Every Monday in Citizenship Confusion, Alan Noble discusses how we confuse our heavenly citizenship with citizenship to the state, culture, and the world.
One of the reoccurring themes of my column has been the fact that Christians must always place the authority and honor of God above the State. But what is a devoted Christian presidential candidate to say when asked, “If you encounter a conflict between your faith and the Constitution and laws of the United States, how would you resolve it? Has that happened, in your experience?”
I would hope that they would confess that they would obey God’s laws, even if it meant contradicting the laws of the State, but I would also want to know how they interpreted God’s laws and how they would define such a conflict.
Bill Keller, the executive editor of The New York Times, recently recommended that we pose this question and similar ones (some of which show a distinct ignorance about religion, as GetReligion has demonstrated) to Republican political candidates. The basis of this questionnaire seems quite valid to me: our “worldview” affects our theory of government and governing.
I want to know what Rick Perry thinks about David Barton, founder of WallBuilders– a man who argues that the parable of talents in Matthew 25 “conflict[s] with the notion of a tax on capital gains.”
The majority of Keller’s questions strike me as helpful.

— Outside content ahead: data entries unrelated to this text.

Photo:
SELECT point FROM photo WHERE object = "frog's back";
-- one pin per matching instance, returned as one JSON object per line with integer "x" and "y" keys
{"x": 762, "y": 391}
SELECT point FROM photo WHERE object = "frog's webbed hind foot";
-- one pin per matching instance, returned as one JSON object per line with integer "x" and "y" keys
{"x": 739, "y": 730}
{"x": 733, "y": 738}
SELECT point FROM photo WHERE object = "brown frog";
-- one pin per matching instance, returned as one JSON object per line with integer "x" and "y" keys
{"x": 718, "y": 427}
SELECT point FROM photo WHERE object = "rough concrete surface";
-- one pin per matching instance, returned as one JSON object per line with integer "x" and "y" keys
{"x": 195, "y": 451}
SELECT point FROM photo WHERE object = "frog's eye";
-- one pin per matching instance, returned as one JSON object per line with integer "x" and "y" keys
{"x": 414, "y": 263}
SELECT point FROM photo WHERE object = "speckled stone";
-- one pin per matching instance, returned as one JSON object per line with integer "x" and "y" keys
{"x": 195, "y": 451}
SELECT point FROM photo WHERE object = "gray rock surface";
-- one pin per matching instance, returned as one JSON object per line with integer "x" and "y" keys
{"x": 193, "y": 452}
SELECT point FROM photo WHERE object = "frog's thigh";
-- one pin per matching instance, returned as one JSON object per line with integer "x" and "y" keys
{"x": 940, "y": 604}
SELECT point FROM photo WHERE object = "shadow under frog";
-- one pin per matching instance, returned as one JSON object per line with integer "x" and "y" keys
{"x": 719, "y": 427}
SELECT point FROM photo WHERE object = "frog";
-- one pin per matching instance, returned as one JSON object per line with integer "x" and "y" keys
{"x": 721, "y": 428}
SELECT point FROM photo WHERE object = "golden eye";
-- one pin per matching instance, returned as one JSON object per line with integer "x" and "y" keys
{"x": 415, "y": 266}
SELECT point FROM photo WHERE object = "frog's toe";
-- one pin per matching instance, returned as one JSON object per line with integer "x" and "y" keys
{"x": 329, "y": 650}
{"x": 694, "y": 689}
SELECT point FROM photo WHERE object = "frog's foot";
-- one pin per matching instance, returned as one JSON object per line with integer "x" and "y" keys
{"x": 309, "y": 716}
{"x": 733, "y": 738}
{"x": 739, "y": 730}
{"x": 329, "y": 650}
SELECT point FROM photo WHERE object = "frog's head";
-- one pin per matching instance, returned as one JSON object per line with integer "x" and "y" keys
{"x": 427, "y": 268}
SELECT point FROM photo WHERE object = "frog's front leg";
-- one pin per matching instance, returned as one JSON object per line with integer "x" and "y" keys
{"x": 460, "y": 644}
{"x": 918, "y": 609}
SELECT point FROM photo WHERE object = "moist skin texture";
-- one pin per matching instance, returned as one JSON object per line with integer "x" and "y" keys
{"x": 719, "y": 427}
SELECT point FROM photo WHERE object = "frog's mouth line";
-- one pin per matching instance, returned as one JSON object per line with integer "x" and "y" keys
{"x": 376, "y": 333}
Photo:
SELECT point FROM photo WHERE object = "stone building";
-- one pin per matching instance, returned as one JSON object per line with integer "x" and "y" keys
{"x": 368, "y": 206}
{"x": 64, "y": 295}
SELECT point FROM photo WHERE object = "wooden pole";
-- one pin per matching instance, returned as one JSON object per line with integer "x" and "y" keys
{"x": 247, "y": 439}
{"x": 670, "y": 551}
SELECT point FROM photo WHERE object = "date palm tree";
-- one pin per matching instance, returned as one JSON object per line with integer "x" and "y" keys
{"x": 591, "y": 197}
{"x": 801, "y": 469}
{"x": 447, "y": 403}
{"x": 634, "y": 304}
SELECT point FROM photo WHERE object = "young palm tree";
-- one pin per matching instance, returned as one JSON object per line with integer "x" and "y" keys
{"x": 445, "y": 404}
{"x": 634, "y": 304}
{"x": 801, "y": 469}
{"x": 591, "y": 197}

Marvin Olasky appears to disagree, and has offered his own set of questions which all address the implications of a belief in Darwinism: “In what ways is abortion, in that it kills millions who have below-average prospects in life, a good Darwinian way to improve humanity?”
While I don’t deny that a belief in evolution can and has led some to support horrific practices, I sincerely doubt that any presidential candidate would claim that Darwinism justifies abortions for the lower classes. One important distinction that must be made is that evolution is a theory of what happened and happens, it is not a theory of what ought to happen, although many act as though it were.
Christianity, however, is a claim about what happened, what will happen, the significance of life, and how we ought to respond. It seems much more reasonable to ask Christian politicians how they believe the Bible should inform public policy than it is to ask atheists how evolution should affect theirs. Instead, we should be asking non-Christian presidential candidates about their foundational beliefs:
What is “the good life”?
What role should the government play in promoting the good life?
How is justice determined?
If you encounter a conflict between your understanding of justice or the good life and the Constitution or laws of the United States, how would you resolve it?
All candidates should be open about their defining beliefs. Whether they are based on the Bible or secular humanism.